The proof's in the pudding. You can fool a stoner once into buying your product, but you can't fool him twice. Just keep putting out a good product and stand behind it. We gave money-back guarantees, and I actually met a couple of people I'm still friends with by going and making things right with people, making them happy. I still don't want one single person to be unhappy, I want to make things right even if I have to go take care of it in person.
Inevitably, we'll see large corporations get into the business. Does that bother you, the gentrification of cannabis?

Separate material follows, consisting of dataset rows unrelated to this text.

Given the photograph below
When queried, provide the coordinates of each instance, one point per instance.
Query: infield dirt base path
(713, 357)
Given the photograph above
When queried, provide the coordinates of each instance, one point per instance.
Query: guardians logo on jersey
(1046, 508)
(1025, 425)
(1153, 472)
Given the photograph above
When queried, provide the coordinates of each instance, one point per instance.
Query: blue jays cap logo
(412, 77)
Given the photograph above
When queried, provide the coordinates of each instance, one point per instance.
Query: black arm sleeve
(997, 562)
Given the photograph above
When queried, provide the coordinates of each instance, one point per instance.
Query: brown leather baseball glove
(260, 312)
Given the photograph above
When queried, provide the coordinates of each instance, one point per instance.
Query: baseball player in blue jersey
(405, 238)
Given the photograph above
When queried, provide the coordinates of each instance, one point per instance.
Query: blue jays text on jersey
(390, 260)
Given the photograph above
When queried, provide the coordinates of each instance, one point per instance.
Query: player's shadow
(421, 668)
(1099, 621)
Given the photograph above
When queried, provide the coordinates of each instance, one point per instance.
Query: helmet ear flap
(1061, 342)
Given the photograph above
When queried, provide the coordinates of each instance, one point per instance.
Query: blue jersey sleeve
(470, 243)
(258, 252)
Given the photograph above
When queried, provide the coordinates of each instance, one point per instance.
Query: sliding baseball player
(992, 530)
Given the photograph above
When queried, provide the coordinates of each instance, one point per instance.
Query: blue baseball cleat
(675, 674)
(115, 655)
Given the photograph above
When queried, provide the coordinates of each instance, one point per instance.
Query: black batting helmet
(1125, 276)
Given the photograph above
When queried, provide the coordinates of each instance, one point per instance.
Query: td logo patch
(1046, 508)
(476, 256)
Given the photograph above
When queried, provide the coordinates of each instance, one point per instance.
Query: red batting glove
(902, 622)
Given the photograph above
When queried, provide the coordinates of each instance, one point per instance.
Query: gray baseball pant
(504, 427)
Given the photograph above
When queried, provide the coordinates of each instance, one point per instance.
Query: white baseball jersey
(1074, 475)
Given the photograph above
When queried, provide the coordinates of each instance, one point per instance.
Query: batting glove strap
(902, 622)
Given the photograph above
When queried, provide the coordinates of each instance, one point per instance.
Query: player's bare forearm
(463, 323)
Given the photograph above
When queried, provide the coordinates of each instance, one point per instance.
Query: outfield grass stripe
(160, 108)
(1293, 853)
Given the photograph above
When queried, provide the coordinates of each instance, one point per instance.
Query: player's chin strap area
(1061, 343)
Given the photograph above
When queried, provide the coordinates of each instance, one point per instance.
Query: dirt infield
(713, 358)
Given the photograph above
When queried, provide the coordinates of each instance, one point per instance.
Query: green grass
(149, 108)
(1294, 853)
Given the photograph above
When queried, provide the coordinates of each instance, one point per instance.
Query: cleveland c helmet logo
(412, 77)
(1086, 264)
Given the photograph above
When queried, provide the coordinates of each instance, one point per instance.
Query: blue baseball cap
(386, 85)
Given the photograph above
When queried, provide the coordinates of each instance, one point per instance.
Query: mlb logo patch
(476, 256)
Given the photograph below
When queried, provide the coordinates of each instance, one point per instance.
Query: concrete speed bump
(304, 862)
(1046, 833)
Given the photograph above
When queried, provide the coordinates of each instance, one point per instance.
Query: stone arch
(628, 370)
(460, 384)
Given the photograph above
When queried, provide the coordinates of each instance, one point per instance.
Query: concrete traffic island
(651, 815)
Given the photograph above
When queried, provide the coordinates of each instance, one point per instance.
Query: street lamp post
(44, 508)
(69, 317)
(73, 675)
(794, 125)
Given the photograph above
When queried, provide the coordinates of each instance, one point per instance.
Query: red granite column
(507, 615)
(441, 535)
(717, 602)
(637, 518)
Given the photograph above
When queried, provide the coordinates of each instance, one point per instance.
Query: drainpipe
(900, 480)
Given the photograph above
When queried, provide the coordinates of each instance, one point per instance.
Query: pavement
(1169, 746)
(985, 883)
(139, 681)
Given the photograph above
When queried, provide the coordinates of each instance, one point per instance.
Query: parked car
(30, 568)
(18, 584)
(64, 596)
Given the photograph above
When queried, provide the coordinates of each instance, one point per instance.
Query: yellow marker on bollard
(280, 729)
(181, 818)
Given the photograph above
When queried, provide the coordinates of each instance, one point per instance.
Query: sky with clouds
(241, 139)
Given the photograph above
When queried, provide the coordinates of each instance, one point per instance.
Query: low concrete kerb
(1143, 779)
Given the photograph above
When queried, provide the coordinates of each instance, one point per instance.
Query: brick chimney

About four years ago, when I decided I wanted to bring investors in and support legalization, I knew that in any business, other more structured companies are gonna come in. And rather than think of it as a bad thing, I just figured if they didn't have the proper experience to grow, it gave us an advantage. Because with us, it's our culture.
Did you ever envision your products finding their way into Barneys in Beverly Hills?
Yeah, for sure. When I started hanging around with people in the hip hop community, I was just a farmer in jeans, but I would notice that these artists and athletes were wearing expensive shoes, it was their business suit, and I understood that I had to present myself a certain way in that world. You could be cut from different cloths, but the clothing you wear connects you. With Barneys, it's about perception, it's about branding, and so if I want to be a forward thinker in this industry, if I want to go from a cannabis brand to a lifestyle brand, how can I do that, too? Tiffany's has its blue. With (Sherbinskis) orange, it's the most powerful spiritual color in India, it's the most prominent color at temples, and it ended up playing more of a branding role than we thought. When you can say to someone, "We're in Barneys," it means something. Now , when people think of cannabis, they don't associate it with crime. No one got the term "designer cannabis," but they're getting it now.
What would you tell other cannabis entrepreneurs looking to make that leap toward becoming a lifestyle brand?
If you keep things true and real and honest, you never have to recreate your brand. You never have to find "what's next." Being authentic attracts people to you and to what you're doing. Tell your story: You care about the planet, or the science, or people, or whatever your connection is to the industry. Follow that passion and that drive, and when someone tells you that can't do something, you know you're probably on the right track.